Ce dernier se pourvoit en cassation devant le Conseil d’État qui infirme le raisonnement des juges du fond et estime que si le contrat de sous-traitance n’a pas été modifié, la seule modification de l’acte spécial de sous-traitance, modification à laquelle le sous-traitant n’avait pas participé, ne lui permet pas d’être appliqué au sous-traitant. La haute juridiction fait ici une lecture stricte de l’article 6 de la loi du 31 décembre 1975 et de l’article 114 du Code des marchés publics (alors applicable) et affirme donc que le contrat de sous-traitance conditionne l’acte spécial et que ce dernier ne peut être modifié par le maître d’ouvrage et le titulaire du marché même pour prendre en considération la mauvaise exécution du contrat par le sous-traitant comme en l’espèce. Ainsi, selon le Conseil d’État, le Grand port maritime de Marseille ne pouvait réduire le montant ouvrant droit au paiement direct du sous-traitant.

Le Conseil d’État estime que le droit direct au paiement permet au maître d’ouvrage de contrôler l’effectivité des travaux du sous-traitant mais qu’il revient alors au maître d’ouvrage de prouver l’inexécution du contrat devant le juge administratif qui reste le juge du marché public de travaux.

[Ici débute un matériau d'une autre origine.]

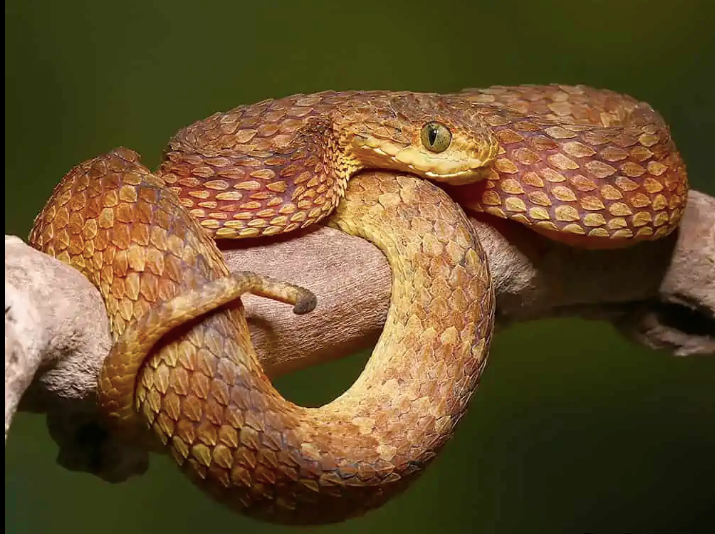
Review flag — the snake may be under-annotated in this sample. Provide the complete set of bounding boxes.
[28,84,688,525]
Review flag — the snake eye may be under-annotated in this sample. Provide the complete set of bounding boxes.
[420,122,452,153]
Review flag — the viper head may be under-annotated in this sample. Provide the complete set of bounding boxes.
[338,92,499,184]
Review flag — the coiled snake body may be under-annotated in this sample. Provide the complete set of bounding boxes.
[29,85,688,524]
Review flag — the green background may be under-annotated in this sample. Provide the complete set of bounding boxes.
[5,1,714,533]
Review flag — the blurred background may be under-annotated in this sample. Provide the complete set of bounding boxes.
[5,1,714,533]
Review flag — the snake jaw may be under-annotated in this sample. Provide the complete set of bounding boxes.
[348,133,497,184]
[392,145,493,183]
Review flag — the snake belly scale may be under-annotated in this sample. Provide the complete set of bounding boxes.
[28,85,688,524]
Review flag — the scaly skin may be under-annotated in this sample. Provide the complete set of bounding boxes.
[159,85,687,247]
[28,84,688,524]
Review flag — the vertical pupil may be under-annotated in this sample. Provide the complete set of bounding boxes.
[428,126,438,146]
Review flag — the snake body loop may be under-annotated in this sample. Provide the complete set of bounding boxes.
[159,85,687,247]
[28,84,688,524]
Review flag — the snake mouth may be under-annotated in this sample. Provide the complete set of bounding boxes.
[352,139,493,184]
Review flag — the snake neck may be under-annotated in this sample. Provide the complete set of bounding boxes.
[305,117,364,203]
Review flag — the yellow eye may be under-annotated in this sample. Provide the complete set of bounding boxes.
[420,122,452,153]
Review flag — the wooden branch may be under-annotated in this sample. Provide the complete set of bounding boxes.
[5,176,714,484]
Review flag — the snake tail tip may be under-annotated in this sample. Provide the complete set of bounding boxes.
[292,291,318,315]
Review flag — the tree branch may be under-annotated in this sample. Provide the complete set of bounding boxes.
[5,176,714,483]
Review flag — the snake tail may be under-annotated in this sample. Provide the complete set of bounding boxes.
[98,272,317,437]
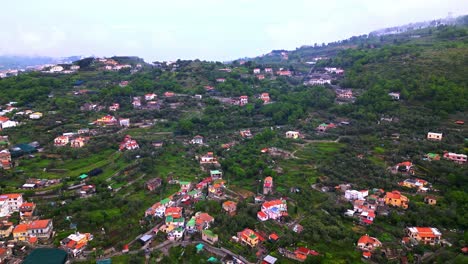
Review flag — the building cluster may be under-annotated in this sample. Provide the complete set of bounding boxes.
[54,131,91,148]
[344,188,409,225]
[0,193,54,246]
[119,135,139,151]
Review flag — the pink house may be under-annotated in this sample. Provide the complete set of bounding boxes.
[54,136,69,147]
[253,68,261,74]
[443,152,467,164]
[239,96,248,106]
[257,199,288,221]
[260,93,270,104]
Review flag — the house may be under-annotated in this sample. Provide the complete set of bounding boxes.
[253,68,261,74]
[70,137,86,148]
[165,207,183,218]
[0,247,12,263]
[276,70,292,76]
[424,153,441,161]
[179,181,192,193]
[202,230,218,245]
[19,202,36,221]
[164,92,175,97]
[357,234,382,251]
[0,117,18,129]
[388,92,400,100]
[222,201,237,216]
[1,193,23,212]
[200,152,217,164]
[119,81,129,87]
[145,178,162,191]
[316,123,336,132]
[109,103,120,111]
[61,232,93,257]
[216,78,226,83]
[210,170,223,179]
[152,141,164,148]
[344,190,369,201]
[259,93,270,104]
[191,135,204,145]
[257,74,265,80]
[292,224,303,233]
[79,185,96,197]
[443,152,467,164]
[119,135,139,151]
[29,112,43,119]
[237,228,259,247]
[50,65,64,72]
[384,191,409,209]
[196,177,213,190]
[240,129,252,138]
[119,118,130,127]
[145,93,157,101]
[258,199,288,221]
[305,77,332,85]
[265,68,273,73]
[195,212,214,231]
[132,97,142,108]
[263,176,273,195]
[167,227,184,241]
[28,219,53,239]
[0,222,13,238]
[335,89,353,99]
[13,223,29,241]
[285,131,300,139]
[208,179,225,196]
[399,178,430,191]
[263,255,278,264]
[324,67,344,74]
[239,96,248,106]
[405,227,442,245]
[427,132,442,141]
[393,161,415,175]
[424,195,437,205]
[0,150,12,169]
[95,115,118,126]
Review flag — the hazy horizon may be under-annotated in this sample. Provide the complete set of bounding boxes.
[1,0,467,62]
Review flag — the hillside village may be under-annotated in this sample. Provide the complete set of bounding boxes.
[0,22,466,263]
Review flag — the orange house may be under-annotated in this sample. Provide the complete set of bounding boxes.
[384,190,409,209]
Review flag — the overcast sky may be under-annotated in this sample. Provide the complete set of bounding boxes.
[1,0,466,61]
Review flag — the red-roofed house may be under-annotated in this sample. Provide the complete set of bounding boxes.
[119,135,139,151]
[237,228,259,247]
[54,136,69,147]
[258,199,287,221]
[405,227,442,245]
[222,201,237,216]
[28,219,53,239]
[260,93,270,104]
[357,235,382,251]
[19,202,36,221]
[145,93,157,101]
[385,191,409,209]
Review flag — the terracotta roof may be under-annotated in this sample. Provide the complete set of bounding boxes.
[28,219,51,229]
[5,193,22,199]
[358,235,380,245]
[269,233,279,240]
[13,224,28,233]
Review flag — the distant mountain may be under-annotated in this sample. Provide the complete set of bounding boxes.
[0,55,83,71]
[243,14,468,65]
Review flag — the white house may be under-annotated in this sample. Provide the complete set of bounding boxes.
[344,190,368,201]
[50,66,64,73]
[0,120,18,129]
[427,132,442,141]
[388,92,400,100]
[29,112,43,119]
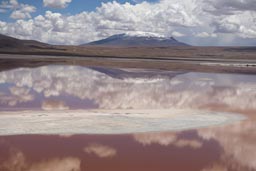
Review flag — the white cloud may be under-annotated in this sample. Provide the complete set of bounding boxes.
[203,0,256,15]
[0,21,6,27]
[172,31,185,37]
[10,4,36,19]
[212,11,256,38]
[195,32,217,38]
[43,0,72,9]
[0,0,201,44]
[0,0,255,45]
[10,0,18,7]
[0,0,19,9]
[0,0,36,20]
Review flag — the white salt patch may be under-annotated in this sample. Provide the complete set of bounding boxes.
[0,109,245,135]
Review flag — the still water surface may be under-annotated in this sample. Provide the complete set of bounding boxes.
[0,65,256,171]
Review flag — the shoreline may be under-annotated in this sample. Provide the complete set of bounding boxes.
[0,53,256,74]
[0,109,246,135]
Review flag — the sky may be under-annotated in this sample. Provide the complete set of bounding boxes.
[0,0,255,46]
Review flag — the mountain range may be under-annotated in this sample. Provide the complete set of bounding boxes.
[83,32,189,46]
[0,32,188,49]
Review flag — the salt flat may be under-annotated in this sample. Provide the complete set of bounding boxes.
[0,109,245,135]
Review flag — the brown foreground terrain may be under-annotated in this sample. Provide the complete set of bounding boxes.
[0,45,256,74]
[0,34,256,74]
[1,44,256,59]
[0,33,255,73]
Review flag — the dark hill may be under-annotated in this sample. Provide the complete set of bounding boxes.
[0,34,51,49]
[82,33,189,47]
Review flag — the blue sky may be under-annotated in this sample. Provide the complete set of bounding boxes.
[0,0,158,22]
[0,0,255,46]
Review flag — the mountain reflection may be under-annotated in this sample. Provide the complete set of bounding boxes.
[0,65,256,171]
[0,65,256,111]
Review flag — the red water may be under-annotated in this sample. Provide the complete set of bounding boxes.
[0,66,256,171]
[0,111,256,171]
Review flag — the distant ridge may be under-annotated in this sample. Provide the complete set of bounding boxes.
[0,34,50,49]
[82,32,189,47]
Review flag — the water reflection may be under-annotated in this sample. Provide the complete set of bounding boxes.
[84,143,117,158]
[2,151,81,171]
[0,65,256,171]
[133,132,203,149]
[0,132,221,171]
[1,127,254,171]
[198,112,256,171]
[0,65,255,111]
[0,119,256,171]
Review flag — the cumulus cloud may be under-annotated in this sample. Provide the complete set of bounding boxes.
[0,0,19,9]
[195,32,217,38]
[203,0,256,15]
[172,31,185,37]
[0,1,208,44]
[43,0,72,8]
[0,0,36,20]
[10,4,36,19]
[212,11,256,38]
[84,143,117,158]
[0,0,255,45]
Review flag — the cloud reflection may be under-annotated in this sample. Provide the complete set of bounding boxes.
[0,149,81,171]
[201,164,228,171]
[133,132,203,149]
[28,157,81,171]
[42,100,69,110]
[199,118,256,170]
[84,143,117,158]
[0,86,34,106]
[1,149,27,171]
[0,66,255,111]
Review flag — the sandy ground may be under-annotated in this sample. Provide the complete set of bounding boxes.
[0,109,245,135]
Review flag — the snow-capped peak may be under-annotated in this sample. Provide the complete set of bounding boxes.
[124,31,167,38]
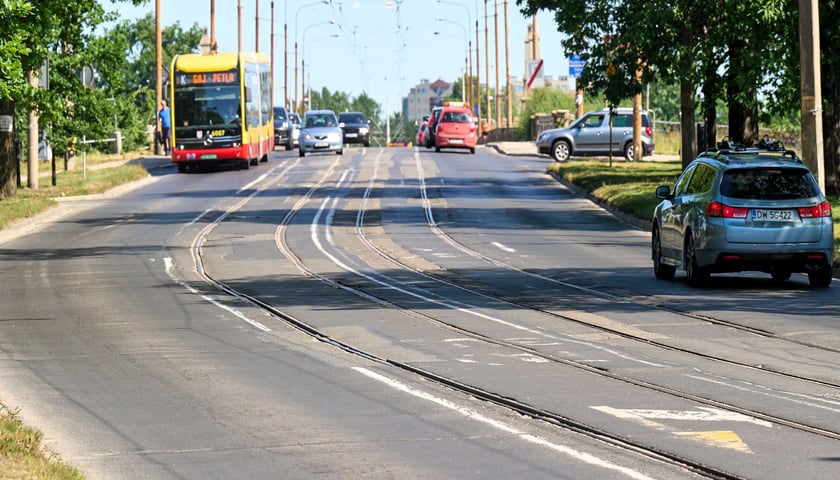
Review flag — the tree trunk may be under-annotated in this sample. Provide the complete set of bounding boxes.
[726,41,759,146]
[0,100,16,199]
[679,24,697,168]
[680,79,697,168]
[822,60,840,195]
[701,32,718,150]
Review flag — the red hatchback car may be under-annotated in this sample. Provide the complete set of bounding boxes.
[434,103,477,154]
[416,120,428,146]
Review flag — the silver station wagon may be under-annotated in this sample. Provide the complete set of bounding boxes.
[651,139,834,287]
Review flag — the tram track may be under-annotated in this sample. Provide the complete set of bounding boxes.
[180,149,840,479]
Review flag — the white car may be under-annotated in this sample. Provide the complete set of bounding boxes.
[299,109,343,157]
[290,112,301,148]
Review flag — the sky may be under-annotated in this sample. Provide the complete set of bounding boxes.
[108,1,573,116]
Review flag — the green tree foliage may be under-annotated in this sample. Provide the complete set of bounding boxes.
[518,0,806,168]
[0,1,33,101]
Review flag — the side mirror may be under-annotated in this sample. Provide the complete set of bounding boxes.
[339,122,345,128]
[655,185,672,200]
[244,87,252,103]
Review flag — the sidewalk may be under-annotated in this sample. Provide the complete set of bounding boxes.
[487,141,679,162]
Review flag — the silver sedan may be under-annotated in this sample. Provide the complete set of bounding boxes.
[299,109,343,157]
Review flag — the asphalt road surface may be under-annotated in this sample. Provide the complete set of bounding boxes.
[2,145,840,480]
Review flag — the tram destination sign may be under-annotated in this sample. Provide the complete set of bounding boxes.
[175,69,239,87]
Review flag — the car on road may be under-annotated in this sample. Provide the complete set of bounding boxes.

Par cet arrêt, le Conseil d’État cantonne l’acte spécial de sous-traitance à une définition stricte qui est la constatation de l’acceptation du sous-traitant par le maître d’ouvrage et de l’ouverture du droit au paiement direct pour le sous-traitant.

De même, cette décision de la haute juridiction poursuit une jurisprudence visant à ce que le sous-traitant signe aussi l’acte spécial. Ainsi, si le sous-traitant avait signé l’acte spécial, la décision aurait sûrement était différente. Le Conseil d’État fait une application du droit général des contrats en refusant qu’un contrat s’applique à une partie qui n’en est pas signataire.